Once HS2 Phase 2b is operating, the capacity released could see trains run hourly from Bradford Forster Square to London Kings Cross on the classic network. The alleviation of pressure on key bottlenecks will improve services across the region and this could see the amount of hourly services double between Leeds and eastern towns such as Newark, Grantham and Retford, with direct services to Norwich and Cambridge possible.

But it isn’t just about passengers. HS2 Phase One could take more than 3,600 lorries off UK roads every day between London and the West Midlands, with Phase 2a extending this gain to the North West. As HS2 will take the bulk of the intercity passenger traffic onto the new high-speed line, more freight could be handled on the existing network between London and the West Midlands. This released capacity equates to more than one million lorries that could be taken off the roads every year as a result of HS2 – improving air quality, reducing road congestion and helping the fight against climate change.

This figure will only increase as HS2 expands northwards to Leeds. Capacity released on the East Coast Main Line could be used to serve container freight from East Anglia and the Thames Gateway to Yorkshire and the North East. Rail traffic could better serve deliveries of material to Drax Power Station, close to the East Coast Main Line, which has been converted from coal to biomass as part of the national programme to reduce carbon emissions.

We hear from many who say that east – west connectivity is far more important than faster trains to London. However HS2 is key to the delivering the plans for the Northern Powerhouse Rail (NPR) network, and will provide the backbone on which our NPR ambitions can be realised. Would anyone seriously contemplate the M62 without the M1. No, they obviously wouldn’t. HS2 and NPR must be built as part of a network not as isolated projects and so it is essential that touch points such as those recommended at Stourton and Church Fenton, along with four tracking out from the east of Leeds to the existing East Coast Mainline be built to allow high speed trains to transit through the existing Leeds station and ensure Bradford, York, Sheffield and other northern cities all benefit from increased connectivity.

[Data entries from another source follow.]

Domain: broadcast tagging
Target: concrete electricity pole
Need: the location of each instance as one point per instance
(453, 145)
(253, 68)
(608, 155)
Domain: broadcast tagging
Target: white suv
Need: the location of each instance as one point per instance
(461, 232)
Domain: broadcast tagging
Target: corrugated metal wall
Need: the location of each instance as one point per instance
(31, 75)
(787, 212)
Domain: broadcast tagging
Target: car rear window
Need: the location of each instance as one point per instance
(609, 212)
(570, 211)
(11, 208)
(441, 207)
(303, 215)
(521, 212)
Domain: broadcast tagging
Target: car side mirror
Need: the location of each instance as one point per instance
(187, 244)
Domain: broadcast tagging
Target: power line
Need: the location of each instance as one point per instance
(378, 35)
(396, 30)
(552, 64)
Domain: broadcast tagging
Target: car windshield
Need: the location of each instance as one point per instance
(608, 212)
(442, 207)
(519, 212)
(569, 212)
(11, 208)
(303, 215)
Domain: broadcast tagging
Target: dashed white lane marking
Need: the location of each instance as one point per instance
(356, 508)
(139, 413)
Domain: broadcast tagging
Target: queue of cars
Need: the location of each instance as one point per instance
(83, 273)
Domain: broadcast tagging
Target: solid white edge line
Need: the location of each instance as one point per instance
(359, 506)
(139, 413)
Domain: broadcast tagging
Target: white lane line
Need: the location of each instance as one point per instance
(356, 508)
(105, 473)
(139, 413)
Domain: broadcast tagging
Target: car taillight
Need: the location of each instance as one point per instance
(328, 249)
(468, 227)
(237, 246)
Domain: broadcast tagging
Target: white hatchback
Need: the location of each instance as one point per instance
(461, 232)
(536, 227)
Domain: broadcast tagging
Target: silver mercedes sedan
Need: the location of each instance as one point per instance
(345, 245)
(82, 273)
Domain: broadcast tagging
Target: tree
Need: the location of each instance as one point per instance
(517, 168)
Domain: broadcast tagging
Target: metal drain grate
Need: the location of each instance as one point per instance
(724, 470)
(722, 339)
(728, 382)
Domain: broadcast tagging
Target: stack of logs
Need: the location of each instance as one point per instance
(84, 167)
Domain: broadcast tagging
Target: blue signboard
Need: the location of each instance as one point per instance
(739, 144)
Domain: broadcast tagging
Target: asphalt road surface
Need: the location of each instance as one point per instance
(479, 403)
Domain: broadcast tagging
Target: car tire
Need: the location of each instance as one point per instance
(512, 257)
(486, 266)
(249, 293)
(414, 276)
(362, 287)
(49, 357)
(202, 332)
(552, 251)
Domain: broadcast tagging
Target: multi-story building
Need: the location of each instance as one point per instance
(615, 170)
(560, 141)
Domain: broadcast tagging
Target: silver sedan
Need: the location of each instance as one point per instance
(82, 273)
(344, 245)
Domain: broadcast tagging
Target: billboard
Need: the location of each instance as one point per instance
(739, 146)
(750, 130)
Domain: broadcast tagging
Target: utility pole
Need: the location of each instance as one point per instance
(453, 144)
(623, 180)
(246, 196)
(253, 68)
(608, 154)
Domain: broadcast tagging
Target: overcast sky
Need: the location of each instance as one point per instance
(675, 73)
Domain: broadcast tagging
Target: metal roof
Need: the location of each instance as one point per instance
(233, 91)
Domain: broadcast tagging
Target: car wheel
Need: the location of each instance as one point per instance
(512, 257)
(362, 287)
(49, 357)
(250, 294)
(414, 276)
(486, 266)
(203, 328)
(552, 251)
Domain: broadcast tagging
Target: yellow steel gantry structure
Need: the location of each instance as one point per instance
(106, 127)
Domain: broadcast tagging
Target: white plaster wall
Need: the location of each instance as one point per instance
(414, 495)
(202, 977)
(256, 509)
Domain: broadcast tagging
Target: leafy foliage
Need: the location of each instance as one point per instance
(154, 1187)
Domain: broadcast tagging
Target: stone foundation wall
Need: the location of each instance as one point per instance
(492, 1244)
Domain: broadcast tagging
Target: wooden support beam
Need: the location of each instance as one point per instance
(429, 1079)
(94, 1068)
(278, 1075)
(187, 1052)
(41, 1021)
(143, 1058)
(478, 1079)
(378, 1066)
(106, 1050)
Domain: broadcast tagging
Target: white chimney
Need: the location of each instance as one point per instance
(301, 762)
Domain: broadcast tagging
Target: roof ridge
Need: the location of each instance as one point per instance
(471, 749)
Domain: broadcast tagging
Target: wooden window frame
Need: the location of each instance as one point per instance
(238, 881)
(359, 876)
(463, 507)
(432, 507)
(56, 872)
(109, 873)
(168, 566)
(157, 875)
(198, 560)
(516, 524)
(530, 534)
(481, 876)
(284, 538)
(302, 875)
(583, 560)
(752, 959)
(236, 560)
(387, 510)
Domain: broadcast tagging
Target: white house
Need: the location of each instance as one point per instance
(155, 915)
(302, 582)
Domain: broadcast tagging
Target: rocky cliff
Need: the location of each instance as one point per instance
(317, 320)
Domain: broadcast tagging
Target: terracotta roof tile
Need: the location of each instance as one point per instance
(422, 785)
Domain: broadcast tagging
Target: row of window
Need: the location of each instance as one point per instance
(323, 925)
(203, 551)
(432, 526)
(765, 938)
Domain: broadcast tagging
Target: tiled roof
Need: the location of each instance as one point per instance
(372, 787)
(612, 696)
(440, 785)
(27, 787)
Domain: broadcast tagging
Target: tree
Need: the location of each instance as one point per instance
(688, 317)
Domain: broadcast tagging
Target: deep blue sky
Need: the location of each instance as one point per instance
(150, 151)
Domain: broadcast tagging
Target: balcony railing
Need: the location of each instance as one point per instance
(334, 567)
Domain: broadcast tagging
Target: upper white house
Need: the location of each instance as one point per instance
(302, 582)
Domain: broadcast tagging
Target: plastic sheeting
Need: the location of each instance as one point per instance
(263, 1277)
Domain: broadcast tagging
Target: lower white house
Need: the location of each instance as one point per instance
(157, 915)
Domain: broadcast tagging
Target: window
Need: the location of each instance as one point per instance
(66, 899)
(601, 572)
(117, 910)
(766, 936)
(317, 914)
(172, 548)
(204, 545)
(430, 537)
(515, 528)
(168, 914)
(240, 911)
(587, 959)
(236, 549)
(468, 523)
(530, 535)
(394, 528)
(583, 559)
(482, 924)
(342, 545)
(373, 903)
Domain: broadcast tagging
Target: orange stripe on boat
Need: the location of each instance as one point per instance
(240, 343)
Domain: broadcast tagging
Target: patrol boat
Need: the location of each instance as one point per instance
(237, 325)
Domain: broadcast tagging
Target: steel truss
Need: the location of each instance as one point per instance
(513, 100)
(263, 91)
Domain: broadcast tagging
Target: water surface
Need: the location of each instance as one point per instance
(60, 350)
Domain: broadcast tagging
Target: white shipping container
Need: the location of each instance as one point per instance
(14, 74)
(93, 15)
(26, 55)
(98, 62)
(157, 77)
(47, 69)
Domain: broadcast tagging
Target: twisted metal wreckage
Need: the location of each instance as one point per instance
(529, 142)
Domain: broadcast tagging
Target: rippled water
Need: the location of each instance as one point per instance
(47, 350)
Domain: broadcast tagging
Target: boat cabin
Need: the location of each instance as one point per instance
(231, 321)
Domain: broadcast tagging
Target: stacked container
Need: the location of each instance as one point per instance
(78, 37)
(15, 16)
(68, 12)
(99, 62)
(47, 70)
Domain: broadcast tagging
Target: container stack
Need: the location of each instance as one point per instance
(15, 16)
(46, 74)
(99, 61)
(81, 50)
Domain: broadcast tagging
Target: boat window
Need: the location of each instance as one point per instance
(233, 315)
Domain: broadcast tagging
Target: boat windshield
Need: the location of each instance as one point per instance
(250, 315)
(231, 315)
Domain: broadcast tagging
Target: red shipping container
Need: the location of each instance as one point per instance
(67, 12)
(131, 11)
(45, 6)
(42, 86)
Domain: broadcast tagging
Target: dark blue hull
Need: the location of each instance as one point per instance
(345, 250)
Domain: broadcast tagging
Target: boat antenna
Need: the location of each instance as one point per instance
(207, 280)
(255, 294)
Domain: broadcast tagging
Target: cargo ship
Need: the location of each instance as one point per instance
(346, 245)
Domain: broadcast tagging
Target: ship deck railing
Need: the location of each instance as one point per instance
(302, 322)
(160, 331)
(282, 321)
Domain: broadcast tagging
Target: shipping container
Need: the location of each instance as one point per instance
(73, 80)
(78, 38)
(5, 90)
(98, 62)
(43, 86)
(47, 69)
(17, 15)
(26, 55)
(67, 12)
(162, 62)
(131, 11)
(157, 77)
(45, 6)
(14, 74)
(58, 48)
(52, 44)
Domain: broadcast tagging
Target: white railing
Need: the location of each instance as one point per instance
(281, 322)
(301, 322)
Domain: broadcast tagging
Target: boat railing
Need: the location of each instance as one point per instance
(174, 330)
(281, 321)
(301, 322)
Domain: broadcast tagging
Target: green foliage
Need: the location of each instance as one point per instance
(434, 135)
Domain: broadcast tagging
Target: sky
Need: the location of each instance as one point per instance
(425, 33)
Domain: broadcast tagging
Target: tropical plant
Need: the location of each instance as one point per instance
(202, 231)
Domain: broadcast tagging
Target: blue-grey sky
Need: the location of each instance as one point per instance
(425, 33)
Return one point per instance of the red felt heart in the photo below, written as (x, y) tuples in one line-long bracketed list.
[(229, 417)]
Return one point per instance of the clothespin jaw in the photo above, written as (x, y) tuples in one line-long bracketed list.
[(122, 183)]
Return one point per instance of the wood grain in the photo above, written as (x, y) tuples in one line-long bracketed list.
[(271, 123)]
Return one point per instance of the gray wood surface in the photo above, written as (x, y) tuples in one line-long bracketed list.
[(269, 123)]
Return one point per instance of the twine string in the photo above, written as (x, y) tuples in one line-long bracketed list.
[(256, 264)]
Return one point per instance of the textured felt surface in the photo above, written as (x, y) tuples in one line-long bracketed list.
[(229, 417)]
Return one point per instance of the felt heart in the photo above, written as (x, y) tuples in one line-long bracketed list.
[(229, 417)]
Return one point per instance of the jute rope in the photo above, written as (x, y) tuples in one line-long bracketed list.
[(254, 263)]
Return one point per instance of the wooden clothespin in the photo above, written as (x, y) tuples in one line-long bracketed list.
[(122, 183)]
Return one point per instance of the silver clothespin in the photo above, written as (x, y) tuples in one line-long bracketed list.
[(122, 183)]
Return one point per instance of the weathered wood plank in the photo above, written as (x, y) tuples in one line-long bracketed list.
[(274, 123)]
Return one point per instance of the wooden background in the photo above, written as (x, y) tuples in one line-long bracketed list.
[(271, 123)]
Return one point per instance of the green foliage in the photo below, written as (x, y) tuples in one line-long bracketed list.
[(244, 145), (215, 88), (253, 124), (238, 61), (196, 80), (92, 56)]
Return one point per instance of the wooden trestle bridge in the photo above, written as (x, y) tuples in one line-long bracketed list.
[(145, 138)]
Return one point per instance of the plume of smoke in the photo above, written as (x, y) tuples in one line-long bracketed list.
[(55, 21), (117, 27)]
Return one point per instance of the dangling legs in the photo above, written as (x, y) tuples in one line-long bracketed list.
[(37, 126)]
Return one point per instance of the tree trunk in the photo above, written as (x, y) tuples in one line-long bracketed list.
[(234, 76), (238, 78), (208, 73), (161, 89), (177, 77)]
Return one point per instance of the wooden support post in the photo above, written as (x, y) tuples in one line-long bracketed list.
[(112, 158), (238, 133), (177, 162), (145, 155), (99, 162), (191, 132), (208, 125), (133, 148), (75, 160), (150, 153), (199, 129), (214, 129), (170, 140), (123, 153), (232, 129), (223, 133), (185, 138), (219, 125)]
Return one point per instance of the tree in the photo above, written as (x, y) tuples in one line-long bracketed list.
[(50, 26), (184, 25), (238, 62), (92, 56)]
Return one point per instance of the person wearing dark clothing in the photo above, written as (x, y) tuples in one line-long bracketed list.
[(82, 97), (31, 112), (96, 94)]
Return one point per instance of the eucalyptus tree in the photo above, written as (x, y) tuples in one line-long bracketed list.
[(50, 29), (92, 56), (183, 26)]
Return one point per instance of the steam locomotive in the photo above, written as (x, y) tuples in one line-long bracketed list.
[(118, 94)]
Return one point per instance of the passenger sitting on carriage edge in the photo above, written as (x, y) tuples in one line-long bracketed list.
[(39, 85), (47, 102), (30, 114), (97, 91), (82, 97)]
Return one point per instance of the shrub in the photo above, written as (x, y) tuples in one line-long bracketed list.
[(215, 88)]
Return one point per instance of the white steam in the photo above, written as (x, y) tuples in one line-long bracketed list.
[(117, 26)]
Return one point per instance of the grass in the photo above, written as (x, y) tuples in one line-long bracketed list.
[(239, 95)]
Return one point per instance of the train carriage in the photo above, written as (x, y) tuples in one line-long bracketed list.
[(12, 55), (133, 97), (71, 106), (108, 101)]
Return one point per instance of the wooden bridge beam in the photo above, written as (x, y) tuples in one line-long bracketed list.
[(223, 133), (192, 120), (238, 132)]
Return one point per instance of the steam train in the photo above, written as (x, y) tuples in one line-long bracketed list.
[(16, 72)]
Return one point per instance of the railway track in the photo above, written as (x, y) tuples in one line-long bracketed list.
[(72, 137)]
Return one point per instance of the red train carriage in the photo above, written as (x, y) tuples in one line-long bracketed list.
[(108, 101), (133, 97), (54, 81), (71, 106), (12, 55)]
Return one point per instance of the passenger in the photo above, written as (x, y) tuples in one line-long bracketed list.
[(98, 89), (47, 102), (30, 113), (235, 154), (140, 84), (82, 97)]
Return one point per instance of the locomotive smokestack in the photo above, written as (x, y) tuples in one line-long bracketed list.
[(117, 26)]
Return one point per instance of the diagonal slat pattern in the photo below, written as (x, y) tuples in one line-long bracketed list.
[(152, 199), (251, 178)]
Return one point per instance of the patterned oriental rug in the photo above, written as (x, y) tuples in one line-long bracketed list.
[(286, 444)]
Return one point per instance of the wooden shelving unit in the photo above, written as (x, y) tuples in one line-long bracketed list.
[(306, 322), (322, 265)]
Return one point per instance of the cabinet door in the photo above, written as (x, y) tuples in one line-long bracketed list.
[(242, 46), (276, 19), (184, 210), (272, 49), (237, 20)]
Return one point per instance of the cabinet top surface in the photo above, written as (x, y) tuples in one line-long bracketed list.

We also hear that HS2 will drag people and businesses south to the detriment to northern cities; however in recent years we are seeing that exact opposite with organisations choosing to move to locations where they can recruit and invest in northern talent. Recent examples include Channel 4 and Burberry. Whilst London will remain a global city, imagine how powerful a well-connected north and south could be for the UK economy.

Why can’t we be confident that with improved connectivity we can be more attractive as a place in which to live work and play and have investment move north? Perhaps we should close the M1? By way of an example, look at Leeds’s twin city Lille and how it has benefited from high speed rail connections with Paris.

It is not true to say businesses don’t need to physically connect. Modern technology has not replaced the need to meet!

When I hear naysayers say they’ll be long gone by the time HS2 arrives I like to remind them it’s not just about them. It’s about the next and future generations. Let’s move on from a rather self-absorbed if not selfish attitude of “it’s all about me”. And after all 2030 or 2035 is in fact not that far away. If we don’t start now we’ll never get there!

We want the transformed Leeds HS2 station to be a through station, not a terminus for HS2 as currently planned.

We want services to move seamlessly on to York, the North East and Scotland so we need to use the Oakervee review to press for additional lines to the east of Leeds.

The cost to Yorkshire, the North and the UK of not investing now and significantly in HS2 and the full rail network cannot be underestimated. I truly believe we will live to regret what would be a lost opportunity for generations to come.

As the Convention for the North takes place in Rotherham, we urge the Prime Minister and his cabinet to recognise that a powerful northern economy with 21st Century connectivity is not a zero sum game but will add significantly to UK plc.

Gerald Jennings is chairman of the North and West Yorkshire Chambers of Commerce.